Serendipitously, an acquaintance has a sailboat and needs a crew. Stewart's first sail ever, is a parody of the Marx brothers, but perseverance furthers and Stewart decides to take instruction. His instructor is Tom Cunliffe (future author of the classic Hand Reef and Steer and many other boating books). Stewart is a quick study and he’s off to Greece for the summer. But this idyllic job--which he performs joyfully and without major incident--is a mere preamble. Stewart falls in love with sailing and the sea and his account of his summer in Greece is rich, lively, deeply appreciative and full of self-deprecating humor. So far so good.
Still flush from the life changing experience on the Aegean, Stewart is a sitting duck when his former instructor, Cunliffe, asks him if he would like be a crew member on a proposed voyage that would re-trace the 10th century Viking voyage from Norway to Iceland to Greenland to Newfoundland. Our hero jumps at the chance. (Do you see a possible problem here, like maybe latitude?)
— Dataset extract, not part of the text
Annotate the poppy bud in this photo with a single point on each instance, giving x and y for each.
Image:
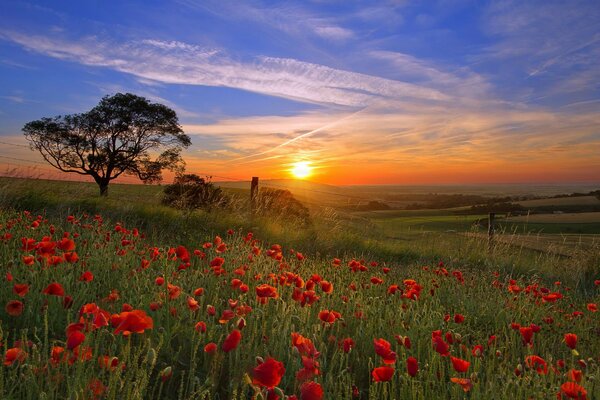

Stewart's account of the months' long voyage is harrowing but he never fails to find humor in dreadfully dire circumstances. Perhaps the fact that Cunliffe's four year old daughter is unfazed by the extremely bumpy ride is the inspiration for Stewart's retreat into nonsense rhymes about going to sea in a sieve. The comic relief is welcome even if the reader doesn't want the book to end. (Cunliffe has also written an account of this voyage called Topsail and Battleaxe - A Voyage in the wake of the Vikings but that sounds like a winter read and summer sailing weather is coming on fast.)